Holiday goodies, turkey to Saint Nick
At the Bondurants, Christmas preparations begin once the Thanksgiving turkey is eaten.
“The table is complete with Fitz and Lloyd turkey tureens, candleholders for each place setting, cornucopias, the pilgrim decorations and family-recipe cornbread dressing to set the tone for the upcoming holidays,” she says.
About dusk, when the dishes are done, the family pulls out the first string of Christmas lights; these are strung atop the TV cabinetry. The family has a coin toss for a favorite Christmas DVD to be played, and Pat serves and stirs cups of hot cocoa with candy canes and holiday cookies as the lights set the mood.
The family Christmas table, following Pat’s southern tradition, is decorated for all of December, and the newest 1,000-piece, Christmas-themed puzzle requires a full-day’s effort of two shifts to complete as family tradition dictates its completion by the end of Thanksgiving night. It remains on the coffee table throughout the holidays for everyone to enjoy.

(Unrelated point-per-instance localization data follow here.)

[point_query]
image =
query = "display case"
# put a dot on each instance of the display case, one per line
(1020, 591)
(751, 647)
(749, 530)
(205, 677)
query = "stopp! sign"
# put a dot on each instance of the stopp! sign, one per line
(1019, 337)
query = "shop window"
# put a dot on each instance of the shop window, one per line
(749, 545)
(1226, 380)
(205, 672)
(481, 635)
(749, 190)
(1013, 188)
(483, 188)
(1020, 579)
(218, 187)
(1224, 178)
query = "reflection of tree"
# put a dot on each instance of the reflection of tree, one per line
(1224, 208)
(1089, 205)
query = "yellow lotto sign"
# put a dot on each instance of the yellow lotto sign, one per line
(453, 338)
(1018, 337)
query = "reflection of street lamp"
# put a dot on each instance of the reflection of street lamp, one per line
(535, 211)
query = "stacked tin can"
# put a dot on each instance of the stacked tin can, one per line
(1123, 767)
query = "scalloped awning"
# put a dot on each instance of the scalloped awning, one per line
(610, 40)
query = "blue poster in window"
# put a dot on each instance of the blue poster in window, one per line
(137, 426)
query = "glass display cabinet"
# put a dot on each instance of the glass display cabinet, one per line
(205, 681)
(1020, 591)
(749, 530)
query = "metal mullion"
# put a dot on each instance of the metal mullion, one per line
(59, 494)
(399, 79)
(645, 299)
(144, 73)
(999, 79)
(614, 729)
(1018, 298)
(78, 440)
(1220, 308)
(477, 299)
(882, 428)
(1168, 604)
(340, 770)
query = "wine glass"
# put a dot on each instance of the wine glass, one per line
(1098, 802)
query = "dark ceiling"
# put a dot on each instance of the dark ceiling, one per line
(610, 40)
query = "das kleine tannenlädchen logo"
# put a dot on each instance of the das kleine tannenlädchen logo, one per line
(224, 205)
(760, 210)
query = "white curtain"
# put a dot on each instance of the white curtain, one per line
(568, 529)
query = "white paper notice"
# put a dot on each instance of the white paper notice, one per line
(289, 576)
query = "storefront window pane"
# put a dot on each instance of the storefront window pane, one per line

Every gift under the tree is wrapped and topped with Pat’s signature, embellished handmade bows, each with a theme of angels, snowmen elves or large, glitter-dipped bells. One present per person is opened Christmas Eve.
“Without fail, everyone finds a pair of Christmas pajamas, and fuzzy, warm Christmas-themed socks are the fun gift and ‘always a surprise,’ ” Pat says. “The PJs have always had a Santa or Christmas theme, and there have been times that, last minute, I have hot-glued cute items on the collars, cuffs or pants just to make sure the reaction tops the year before.”
Christmas morning is met with homemade pecan sticky buns and cheesy scrambled eggs; and, within the hour, the smells of the Christmas dinner float through the home, mixed in with the gingerbread, peppermint and evergreen and the scents of eight more themed trees.
“Christmas with Pat tops any Christmas I have ever experienced,” Bob says. “The house is decorated like the New York downtown Macy’s department store; her cooking is out of this world, and I have never gotten presents with stick-on bows. The presents are wrapped so fantastic, you don’t want to mess them up to open the gift. I thought this magic was only in the movies, but I actually live it, and it’s just fantastic.”
Last year, Pat surprised him with a race-track-ready 1966 Ford GT40 — just like the ones he used to race many years ago. “No wife thinks of a Christmas gift like that,” says Bob, who celebrates his 80th birthday April 2013 and the school’s 45th two months earlier in February 2013.
Bob’s mom celebrated and lavishly decorated for the holidays, too, but he admits that Pat has taken the season to a higher level. “Everything in my life with Pat has the ‘wow’ factor,” he says. “She loves showing me how exciting life can be through her eyes. I am the happiest I have ever been in my entire life!”